Esti Widiyana - detikNews
Selasa, 24 Nov 2020 13:13 WIB
Tim Surveillance COVID-19 Universitas Airlangga, DR. Dr. Windhu Purnomo, M.S
Pakar Kesehatan Masyarakat dan Ahli Epidemiologi Unair Windhu Purnomo (Foto: Hilda Meilisa RinandaFoto: Hilda Meilisa Rinanda
Surabaya -

Kasus COVID-19 di Jatim meningkat, di laman http://infocovid19.jatimprov.go.id per tanggal 23 November 2020 terdapat penambahan sebanyak 365 orang. Salah satu penyebabnya adalah long weekend sekitar tiga pekan lalu.

Pakar Kesehatan Masyarakat dan Ahli Epidemiologi Universitas Airlangga (Unair) Windhu Purnomo mengatakan ada dua kemungkinan kasus COVID-19 di Jatim meningkat. Long weekend beberapa waktu lalu dan mulai kendornya protokol kesehatan.

"Ya bisa karena long weekend. 14 hari terlapor setelah long weekend terjadi (kenaikan kasus). Bisa juga karena kepatuhan warga akan protokol kesehatan yang longgar," kata Windhu saat dihubungi detikcom, Selasa (24/11/2020).

Windhu mengatakan selama pandemi COVID-19, protokol kesehatan wajib dipatuhi masyakat dan tidak boleh kendor untuk menghentikan penularan.

"Karena saya lihat memang kendor (protokol kesehatannya). Menurut saya bisa karena akibat libur panjang beberapa minggu yang lalu dan ketambahan pengendoran 3M dari warga," jelasnya.

Windhu menjelaskan, naik turunnya data COVID-19 dilihat pada realita yang ada, seperti testing dan tracing. Jika kedua hal penting itu dilakukan maka kabupaten/kota di Jatim bisa mengendalikannya, tetapi jika tidak maka underestimate.

Oleh karena itu harus dipahami, jika kasus turun artinya kasus COVID-19 memang menurun penyebarannya. Artinya, yang turun adalah penularannya, bukan testingnya yang menurun.

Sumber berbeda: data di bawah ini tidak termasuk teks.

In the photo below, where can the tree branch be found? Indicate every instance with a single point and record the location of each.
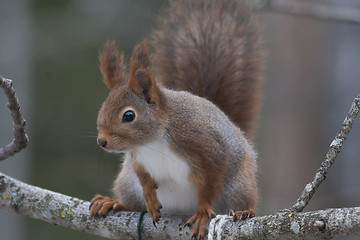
(71, 212)
(310, 9)
(20, 138)
(335, 148)
(66, 211)
(323, 224)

"Pertanyaan, testing di Surabaya maupun di daerah lain tracing tetap kuat apa tidak. Kalau saya liat tracingnya di Surabaya melemah sekarang. Testingnya bagus, cuman tracing yang lemah. Kalau tracing lemah jangan-jangan kasus yang ada sekarang itu sebetulnya lebih tinggi dari pada yang terlaporkan," pungkasnya.